Al suo fianco Yusif Eyvazov è un solido Radames, tecnicamente forbito, che affronta il ruolo con spavalderia, sicurezza rara e anche una percepibile sensibilità espressiva. Di pari livello l’Amonasro di Ambrogio Maestri, il cui poderoso strumento viene messo al servizio di un canto nerboruto e di grande impatto.
Dopo la Carmen inaugurale Clémentine Margaine torna sul palcoscenico areniano per vestire i panni di Amneris.

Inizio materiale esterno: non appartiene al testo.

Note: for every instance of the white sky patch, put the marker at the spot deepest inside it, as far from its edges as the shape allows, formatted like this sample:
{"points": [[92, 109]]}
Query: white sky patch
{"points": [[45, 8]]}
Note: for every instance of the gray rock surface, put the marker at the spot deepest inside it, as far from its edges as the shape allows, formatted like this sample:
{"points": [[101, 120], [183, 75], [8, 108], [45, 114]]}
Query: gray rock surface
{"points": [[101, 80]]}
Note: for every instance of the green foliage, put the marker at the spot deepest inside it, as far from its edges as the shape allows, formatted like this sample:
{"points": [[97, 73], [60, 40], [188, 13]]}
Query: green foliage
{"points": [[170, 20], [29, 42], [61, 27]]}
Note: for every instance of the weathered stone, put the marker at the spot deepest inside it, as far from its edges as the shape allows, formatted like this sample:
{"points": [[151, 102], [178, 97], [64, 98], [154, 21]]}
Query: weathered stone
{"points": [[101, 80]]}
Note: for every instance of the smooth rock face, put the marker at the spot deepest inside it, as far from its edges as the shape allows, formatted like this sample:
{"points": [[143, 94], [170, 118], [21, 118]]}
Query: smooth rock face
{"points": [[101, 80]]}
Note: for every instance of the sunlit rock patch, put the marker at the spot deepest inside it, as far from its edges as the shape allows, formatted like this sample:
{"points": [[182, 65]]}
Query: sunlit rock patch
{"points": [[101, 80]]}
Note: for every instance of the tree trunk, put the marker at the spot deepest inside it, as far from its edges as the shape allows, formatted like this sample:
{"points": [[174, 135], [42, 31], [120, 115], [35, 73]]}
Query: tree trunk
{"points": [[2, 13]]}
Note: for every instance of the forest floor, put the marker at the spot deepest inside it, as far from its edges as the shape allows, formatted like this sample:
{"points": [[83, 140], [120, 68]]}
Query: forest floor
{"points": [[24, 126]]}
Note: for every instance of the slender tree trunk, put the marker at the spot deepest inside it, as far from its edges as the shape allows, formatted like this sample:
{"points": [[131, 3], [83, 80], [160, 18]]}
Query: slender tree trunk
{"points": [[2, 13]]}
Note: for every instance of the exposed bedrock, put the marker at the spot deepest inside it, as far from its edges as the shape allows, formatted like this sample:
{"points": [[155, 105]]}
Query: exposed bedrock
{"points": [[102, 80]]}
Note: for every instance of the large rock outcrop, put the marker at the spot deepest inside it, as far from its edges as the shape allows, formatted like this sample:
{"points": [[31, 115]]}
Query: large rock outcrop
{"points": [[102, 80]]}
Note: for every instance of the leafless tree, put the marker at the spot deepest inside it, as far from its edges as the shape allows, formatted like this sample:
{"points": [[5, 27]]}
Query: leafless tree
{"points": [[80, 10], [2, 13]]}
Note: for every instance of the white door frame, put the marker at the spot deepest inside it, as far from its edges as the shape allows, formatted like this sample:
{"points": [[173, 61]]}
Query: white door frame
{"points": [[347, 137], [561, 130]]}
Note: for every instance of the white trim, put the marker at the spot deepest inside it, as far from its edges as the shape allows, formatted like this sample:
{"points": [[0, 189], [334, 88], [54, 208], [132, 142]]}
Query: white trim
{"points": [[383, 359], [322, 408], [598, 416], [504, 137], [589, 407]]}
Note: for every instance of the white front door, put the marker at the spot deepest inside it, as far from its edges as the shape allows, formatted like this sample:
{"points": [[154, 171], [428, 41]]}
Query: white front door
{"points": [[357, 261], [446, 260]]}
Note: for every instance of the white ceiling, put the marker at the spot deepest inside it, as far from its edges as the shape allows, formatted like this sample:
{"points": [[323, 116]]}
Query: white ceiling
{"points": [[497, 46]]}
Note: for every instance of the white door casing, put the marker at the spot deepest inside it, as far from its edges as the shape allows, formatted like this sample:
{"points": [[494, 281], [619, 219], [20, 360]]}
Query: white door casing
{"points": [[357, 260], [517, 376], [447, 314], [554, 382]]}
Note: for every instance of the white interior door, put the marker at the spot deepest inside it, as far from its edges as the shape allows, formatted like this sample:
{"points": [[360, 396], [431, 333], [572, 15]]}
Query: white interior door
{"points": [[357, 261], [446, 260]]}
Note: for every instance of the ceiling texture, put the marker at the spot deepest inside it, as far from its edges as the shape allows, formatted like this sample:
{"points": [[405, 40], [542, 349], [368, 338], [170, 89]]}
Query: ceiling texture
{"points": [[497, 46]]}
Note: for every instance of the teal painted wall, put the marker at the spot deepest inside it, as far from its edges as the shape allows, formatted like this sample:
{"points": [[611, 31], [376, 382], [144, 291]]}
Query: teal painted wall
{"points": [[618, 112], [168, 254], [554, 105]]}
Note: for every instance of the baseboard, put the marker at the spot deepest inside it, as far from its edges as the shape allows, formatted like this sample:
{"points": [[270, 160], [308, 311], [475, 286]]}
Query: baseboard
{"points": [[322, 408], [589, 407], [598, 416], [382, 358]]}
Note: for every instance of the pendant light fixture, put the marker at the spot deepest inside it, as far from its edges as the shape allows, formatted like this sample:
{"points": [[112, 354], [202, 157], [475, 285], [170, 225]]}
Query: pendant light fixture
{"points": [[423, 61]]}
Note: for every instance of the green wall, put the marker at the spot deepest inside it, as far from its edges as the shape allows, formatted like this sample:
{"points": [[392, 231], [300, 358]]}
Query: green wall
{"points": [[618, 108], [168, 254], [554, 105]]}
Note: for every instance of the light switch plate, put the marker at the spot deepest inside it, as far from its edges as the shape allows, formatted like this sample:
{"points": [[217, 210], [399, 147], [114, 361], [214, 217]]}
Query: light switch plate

Il personaggio verdiano si adatta meglio alle carattestiche tecnico-vocali rispetto alla gitana di Bizet, e anche il fraseggio risulta più coinvolgente (come si nota nella grande scena del IV atto), tuttavia si rilevano anche qui alcuni problemi di intonazione.
Colpisce negativamente il Ramfis di Günther Groissböck, in evidente disagio con il ruolo e gli stilemi del canto verdiano. Corretto il Re di Romano Dal Zovo così come il Messaggero di Riccardo Rados, mentre risulta ancora una volta convincente Sacerdotessa di Francesca Maionchi.
Ottimo l’apporto dei primi ballerini: Ana Sophia Scheller, Alessandro Staiano ed Eleana Andreoudi.
Sul podio Marco Armiliato garantisce una tenuta solida e una pregevole capacità di accompagnamento. Si nota talvolta qualche disequilibrio tra buca e palcoscenico e anche una certa indulgenza, talvolta esagerata, verso i cantanti.
Al termine un grandissimo successo, con ovvio entusiasmo per la stella Netrebko. Arena però ben lontana dal l’esaurito delle grandi occasioni.